Speaking of resilience, it is interesting to consider three episodes after which our economy did rebound (see chart 2). The first one is Claudette which smashed us into a depression (a deep recession) as from the last week of 1979 and wiped out two years of economic progress. Although real GDP collapsed by more than 10% we rebounded the following year with a 5.3% growth. The second is how a lack of planning caused a ‘drought’ to halve growth to 2.6% in 1999 before the economy surged ahead the following year with a growth rate exceeding 8% for the last time – now we don’t even have a ministry of plan and it shows. The third and final episode is when the textile industry rebounded after shedding about twenty thousand jobs in two short years. It is important to note that all three cases happened under a regime of progressive taxation. This is kind of obvious as we know that our welfare state keeps about one-third of us out of poverty and is therefore a very important source of resilience that our progressive taxation system used to make sustainable. Passionately tamper with progressive taxation like Sithanen did and you can kiss resilience goodbye

3. We’ll get the promised 8% growth rates once the Great Recession ends. This didn’t happen either. As chart 3 illustrates it’s been 10 years since the GR ended and still no trace of average 8% growth. In fact we’ve had eight consecutive years of growth below 4% or half the target. That’s basically an L-shaped growth recession by our standards and at our stage of development. But this was expected after Sithanen killed savings (he’s now worried about low savings), broke the economy, created serious structural problems (he’s been worried about that for ages), hatched double-digit inflation, depreciated our rupee, crafted a controversial stimulus package and created massive inequality (guess what? that’s another of his worries). And because his successors stuck with these trickle-down policies. Please note that we haven’t even spoken about the controversial hire-fire laws and the elimination of the TCSB.

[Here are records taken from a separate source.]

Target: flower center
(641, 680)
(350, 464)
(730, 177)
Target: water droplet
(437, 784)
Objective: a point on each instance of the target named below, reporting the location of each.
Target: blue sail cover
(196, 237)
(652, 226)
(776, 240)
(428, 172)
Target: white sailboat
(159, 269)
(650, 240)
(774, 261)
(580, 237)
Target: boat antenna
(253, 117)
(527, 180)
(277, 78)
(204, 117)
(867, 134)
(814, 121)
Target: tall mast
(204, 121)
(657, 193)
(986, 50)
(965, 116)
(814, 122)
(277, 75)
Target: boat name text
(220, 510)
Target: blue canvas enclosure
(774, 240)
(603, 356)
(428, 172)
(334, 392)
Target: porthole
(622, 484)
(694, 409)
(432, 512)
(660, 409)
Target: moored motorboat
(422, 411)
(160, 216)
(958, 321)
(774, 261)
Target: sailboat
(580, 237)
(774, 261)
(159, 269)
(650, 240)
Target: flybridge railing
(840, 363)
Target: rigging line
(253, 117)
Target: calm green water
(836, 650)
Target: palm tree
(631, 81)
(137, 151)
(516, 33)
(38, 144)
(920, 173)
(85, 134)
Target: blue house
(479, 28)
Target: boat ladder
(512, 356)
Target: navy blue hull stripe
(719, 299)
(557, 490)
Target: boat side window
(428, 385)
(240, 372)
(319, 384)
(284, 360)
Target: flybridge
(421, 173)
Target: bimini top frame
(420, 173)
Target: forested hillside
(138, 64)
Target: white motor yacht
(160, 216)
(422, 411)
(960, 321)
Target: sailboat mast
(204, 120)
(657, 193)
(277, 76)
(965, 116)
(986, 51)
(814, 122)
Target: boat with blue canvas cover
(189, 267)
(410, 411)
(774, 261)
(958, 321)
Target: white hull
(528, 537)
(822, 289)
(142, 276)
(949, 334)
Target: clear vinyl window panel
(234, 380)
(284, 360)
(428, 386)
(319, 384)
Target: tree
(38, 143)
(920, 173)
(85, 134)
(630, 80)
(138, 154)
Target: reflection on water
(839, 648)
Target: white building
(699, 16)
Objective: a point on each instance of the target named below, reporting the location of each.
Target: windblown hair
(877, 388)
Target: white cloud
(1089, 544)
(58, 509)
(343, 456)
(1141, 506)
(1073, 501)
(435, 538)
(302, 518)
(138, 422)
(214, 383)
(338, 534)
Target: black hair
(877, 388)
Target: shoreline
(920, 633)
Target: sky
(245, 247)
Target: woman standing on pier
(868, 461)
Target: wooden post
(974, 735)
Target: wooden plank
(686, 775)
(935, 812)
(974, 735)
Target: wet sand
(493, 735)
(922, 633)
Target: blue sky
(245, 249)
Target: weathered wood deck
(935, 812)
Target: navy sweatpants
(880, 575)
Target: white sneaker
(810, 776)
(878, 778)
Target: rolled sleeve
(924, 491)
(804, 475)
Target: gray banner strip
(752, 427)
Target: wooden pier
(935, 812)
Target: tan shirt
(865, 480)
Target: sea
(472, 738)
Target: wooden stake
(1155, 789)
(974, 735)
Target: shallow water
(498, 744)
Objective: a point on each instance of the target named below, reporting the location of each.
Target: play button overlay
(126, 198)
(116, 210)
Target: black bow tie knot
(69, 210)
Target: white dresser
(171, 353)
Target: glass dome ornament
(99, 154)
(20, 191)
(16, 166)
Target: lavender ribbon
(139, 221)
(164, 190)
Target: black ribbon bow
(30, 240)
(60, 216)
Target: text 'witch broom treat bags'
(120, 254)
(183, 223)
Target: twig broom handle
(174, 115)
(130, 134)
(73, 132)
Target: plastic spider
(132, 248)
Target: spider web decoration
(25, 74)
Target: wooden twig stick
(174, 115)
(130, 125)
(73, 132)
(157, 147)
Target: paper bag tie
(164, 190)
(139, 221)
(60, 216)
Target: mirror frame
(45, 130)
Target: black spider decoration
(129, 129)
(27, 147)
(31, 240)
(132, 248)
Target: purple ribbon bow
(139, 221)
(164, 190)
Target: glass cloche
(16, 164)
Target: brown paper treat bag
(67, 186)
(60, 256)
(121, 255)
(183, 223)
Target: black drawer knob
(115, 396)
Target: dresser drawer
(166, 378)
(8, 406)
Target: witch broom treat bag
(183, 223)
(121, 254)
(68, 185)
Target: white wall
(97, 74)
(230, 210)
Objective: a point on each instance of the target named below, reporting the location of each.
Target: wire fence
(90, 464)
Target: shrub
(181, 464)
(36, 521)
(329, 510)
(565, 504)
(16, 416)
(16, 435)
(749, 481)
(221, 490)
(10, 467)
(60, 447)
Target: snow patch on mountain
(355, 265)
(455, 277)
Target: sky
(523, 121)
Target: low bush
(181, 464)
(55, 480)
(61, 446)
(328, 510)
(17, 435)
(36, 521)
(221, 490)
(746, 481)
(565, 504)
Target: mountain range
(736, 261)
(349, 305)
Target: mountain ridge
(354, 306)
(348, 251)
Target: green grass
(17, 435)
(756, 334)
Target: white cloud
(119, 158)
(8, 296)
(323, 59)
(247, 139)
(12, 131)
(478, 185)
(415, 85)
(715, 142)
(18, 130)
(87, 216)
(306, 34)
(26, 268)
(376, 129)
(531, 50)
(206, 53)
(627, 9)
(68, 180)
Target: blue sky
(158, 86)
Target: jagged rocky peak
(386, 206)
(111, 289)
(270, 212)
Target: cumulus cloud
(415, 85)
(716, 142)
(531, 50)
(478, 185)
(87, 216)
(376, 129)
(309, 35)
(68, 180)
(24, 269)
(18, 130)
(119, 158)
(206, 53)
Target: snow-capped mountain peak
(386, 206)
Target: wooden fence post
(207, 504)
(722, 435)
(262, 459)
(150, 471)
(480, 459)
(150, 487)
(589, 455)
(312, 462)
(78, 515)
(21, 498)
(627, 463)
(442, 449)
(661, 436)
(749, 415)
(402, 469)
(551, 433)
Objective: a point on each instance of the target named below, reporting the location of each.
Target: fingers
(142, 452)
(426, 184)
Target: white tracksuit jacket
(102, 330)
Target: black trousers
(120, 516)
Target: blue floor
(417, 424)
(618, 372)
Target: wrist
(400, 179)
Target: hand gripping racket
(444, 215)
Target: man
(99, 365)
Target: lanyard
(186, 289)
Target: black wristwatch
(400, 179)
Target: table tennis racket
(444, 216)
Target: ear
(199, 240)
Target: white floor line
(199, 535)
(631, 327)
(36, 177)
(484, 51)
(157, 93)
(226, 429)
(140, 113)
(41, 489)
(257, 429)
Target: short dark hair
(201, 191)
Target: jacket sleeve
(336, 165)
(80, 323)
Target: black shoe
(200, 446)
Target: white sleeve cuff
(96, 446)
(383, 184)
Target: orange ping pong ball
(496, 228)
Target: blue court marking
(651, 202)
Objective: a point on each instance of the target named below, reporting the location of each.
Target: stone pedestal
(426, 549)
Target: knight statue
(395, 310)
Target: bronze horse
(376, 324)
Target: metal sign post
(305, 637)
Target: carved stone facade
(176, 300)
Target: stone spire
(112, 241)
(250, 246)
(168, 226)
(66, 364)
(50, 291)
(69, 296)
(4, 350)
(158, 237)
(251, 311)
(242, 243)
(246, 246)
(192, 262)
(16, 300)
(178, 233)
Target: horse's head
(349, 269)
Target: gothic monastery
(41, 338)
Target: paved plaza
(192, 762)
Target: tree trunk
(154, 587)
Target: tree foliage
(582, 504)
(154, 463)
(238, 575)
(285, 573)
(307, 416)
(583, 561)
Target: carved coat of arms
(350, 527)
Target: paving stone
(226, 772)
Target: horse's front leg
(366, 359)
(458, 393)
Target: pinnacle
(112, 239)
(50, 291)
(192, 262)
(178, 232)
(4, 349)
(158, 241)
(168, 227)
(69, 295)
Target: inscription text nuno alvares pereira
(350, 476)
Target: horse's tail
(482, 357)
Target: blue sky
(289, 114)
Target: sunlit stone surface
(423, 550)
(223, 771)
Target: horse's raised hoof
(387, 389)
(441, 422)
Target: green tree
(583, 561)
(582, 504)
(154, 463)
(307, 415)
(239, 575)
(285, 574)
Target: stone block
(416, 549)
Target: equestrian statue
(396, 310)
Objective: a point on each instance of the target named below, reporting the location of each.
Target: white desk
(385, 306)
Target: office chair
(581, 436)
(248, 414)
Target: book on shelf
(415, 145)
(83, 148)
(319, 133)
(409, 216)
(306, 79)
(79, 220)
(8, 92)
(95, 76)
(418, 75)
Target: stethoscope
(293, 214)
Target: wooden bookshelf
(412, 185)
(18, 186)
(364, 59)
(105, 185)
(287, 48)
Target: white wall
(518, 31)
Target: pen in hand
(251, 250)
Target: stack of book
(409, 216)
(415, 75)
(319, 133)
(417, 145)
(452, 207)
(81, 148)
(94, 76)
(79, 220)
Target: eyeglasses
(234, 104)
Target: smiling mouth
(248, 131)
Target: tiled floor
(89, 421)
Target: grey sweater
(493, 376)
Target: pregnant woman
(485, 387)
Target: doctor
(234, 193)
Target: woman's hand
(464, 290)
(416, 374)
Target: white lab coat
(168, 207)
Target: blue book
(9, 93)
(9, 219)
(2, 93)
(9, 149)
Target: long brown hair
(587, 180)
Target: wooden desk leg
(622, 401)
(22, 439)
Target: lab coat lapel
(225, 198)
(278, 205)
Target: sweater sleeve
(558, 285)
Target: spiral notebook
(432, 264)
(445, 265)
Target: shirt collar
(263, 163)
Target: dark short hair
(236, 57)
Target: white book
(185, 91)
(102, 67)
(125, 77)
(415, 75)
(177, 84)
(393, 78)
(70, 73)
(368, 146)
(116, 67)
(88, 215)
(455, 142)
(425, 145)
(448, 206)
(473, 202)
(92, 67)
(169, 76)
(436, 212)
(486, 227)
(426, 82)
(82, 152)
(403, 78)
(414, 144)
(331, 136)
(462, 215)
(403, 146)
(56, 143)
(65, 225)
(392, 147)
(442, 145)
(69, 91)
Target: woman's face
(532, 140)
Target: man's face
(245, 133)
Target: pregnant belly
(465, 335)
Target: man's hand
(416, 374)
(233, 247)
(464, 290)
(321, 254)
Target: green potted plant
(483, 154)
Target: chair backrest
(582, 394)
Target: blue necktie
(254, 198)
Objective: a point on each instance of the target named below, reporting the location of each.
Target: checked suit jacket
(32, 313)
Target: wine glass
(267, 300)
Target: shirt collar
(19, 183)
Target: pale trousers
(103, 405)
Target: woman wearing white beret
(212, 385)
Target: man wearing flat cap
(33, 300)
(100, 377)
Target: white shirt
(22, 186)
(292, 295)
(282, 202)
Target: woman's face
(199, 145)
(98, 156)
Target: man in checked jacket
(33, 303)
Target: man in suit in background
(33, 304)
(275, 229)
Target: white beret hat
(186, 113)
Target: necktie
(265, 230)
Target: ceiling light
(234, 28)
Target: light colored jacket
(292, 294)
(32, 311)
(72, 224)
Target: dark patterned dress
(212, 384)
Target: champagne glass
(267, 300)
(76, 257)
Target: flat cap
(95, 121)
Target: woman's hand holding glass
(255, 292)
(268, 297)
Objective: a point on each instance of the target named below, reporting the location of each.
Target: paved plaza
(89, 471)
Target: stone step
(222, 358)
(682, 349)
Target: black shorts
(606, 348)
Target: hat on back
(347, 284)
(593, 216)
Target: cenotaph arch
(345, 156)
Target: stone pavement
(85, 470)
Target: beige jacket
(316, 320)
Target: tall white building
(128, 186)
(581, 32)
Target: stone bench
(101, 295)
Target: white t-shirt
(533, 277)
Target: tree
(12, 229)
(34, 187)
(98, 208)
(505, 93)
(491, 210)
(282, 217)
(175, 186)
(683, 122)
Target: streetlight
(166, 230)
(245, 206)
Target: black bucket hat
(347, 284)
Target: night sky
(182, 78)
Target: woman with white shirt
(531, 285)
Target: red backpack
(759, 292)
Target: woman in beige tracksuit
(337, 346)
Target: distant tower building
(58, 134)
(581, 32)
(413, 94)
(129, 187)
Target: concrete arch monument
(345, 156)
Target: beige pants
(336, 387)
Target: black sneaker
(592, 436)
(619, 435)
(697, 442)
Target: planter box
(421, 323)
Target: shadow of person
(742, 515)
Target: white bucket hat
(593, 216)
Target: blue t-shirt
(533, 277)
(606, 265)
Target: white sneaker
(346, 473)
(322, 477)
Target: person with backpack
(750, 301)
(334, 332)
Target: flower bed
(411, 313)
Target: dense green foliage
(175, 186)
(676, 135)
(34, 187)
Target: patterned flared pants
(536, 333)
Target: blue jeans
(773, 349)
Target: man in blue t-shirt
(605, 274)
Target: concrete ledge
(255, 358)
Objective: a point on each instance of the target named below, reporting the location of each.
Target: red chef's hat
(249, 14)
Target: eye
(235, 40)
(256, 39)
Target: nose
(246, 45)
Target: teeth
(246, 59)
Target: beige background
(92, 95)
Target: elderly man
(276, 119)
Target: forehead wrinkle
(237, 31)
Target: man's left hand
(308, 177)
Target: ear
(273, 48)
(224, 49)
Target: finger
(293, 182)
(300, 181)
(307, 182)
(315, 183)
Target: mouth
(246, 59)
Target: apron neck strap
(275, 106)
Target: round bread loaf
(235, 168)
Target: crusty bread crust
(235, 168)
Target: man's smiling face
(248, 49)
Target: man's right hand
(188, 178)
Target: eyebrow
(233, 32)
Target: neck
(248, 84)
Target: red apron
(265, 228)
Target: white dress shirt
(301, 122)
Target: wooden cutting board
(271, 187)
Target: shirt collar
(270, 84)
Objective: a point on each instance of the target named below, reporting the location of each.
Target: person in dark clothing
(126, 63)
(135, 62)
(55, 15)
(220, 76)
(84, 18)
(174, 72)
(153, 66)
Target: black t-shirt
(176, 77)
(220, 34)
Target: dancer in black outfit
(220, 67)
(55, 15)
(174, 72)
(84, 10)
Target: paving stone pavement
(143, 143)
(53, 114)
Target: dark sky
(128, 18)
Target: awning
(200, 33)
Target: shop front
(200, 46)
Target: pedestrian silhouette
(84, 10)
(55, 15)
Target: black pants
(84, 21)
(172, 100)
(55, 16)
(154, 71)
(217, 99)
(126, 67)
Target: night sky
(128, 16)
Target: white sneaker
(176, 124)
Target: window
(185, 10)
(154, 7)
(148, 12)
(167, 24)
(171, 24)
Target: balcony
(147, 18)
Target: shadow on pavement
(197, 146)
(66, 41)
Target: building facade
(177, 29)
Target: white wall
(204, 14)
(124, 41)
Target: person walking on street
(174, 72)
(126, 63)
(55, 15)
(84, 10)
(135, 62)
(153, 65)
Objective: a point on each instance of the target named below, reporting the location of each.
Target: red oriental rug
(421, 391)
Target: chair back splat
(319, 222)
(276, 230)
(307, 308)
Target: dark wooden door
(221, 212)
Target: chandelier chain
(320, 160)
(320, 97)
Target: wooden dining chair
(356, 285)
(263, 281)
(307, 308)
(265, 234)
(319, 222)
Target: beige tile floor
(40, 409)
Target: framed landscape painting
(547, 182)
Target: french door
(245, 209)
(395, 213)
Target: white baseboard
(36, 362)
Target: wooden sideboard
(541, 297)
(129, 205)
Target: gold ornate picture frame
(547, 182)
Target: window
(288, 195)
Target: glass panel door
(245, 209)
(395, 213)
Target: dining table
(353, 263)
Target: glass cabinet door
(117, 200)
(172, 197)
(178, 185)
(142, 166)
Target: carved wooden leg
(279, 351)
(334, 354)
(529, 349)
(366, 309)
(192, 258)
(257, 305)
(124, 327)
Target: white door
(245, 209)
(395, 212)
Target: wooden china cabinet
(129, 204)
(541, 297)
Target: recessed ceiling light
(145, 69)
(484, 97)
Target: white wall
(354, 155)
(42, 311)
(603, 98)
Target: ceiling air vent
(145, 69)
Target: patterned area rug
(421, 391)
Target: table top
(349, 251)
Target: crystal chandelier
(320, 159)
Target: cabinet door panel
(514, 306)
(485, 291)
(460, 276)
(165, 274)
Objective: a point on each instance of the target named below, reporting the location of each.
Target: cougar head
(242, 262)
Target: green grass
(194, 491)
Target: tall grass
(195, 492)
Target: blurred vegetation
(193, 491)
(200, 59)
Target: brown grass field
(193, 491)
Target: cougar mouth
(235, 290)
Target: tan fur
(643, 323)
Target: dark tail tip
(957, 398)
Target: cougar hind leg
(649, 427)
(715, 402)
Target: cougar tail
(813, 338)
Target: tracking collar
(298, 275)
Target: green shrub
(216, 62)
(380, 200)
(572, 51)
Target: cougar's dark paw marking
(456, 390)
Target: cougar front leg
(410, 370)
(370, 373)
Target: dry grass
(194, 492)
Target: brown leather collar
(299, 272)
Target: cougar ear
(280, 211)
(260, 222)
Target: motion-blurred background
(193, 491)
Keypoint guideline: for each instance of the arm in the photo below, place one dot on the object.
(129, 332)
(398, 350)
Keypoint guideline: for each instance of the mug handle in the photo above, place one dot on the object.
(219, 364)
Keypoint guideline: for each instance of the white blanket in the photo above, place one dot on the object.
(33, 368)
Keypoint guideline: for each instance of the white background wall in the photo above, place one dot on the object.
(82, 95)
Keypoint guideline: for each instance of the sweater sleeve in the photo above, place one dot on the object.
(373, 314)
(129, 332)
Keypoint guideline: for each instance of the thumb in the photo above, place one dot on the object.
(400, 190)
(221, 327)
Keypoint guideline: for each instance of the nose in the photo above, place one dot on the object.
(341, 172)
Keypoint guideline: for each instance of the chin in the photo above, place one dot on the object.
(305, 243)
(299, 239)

4. Increasing income and corporate taxes will reduce growth. It won’t. On the contrary this will help put the right dynamics back in place especially if they are accompanied by adding progressiveness in the VAT structure. They will for example help prevent Fond du Sac from getting flooded for a fourth consecutive year and hopefully get rid of the rodents in one school there. It’s good to note that in January the suggestion of newly-minted US congresswoman Alexandria Ocasio-Cortez (AOC) to tax annual incomes higher than USD10 million in America at 70% was raised in Davos – they are currently at 37% – and Michael Dell of Dell Technologies responded that he’s more comfortable giving money to his foundation than giving it to government through taxes and that higher tax rates would not help growth. Prompted to explain his point he challenged the moderator to name just one country where taxes this high had ever helped growth. The answer came instantly from fellow panelist MIT’s Erik Brynjolfsson: the United States! He mentioned that between about the 1930s to the 1960s the average tax rate was 70% with a peak of 95% and that these were good years for American economic growth. He could have used Mauritius and Scandinavia too.

Similar fears were raised in 1992 when Bill Clinton campaigned to increase taxes on the rich to reduce the deficit and get out of the growth slump that trickle-down economics had dumped the US economy in. Clinton raised taxes and ended up presiding over the longest economic expansion in US history with a 3.8% average growth – same as ours for last ten years but theirs is in US$. You don’t want to compute ours in USD especially not in the first quarter of 2015. Unless you want to feel depressed. What you want check instead is the tax rates in OECD countries. It’s also quite an irony for Ramgoolam to have borrowed the ‘Putting People First’ slogan from the Clinton 1992 campaign playbook in 2005 and then to sponsor very regressive tax cuts which have thrown us into a growth recession.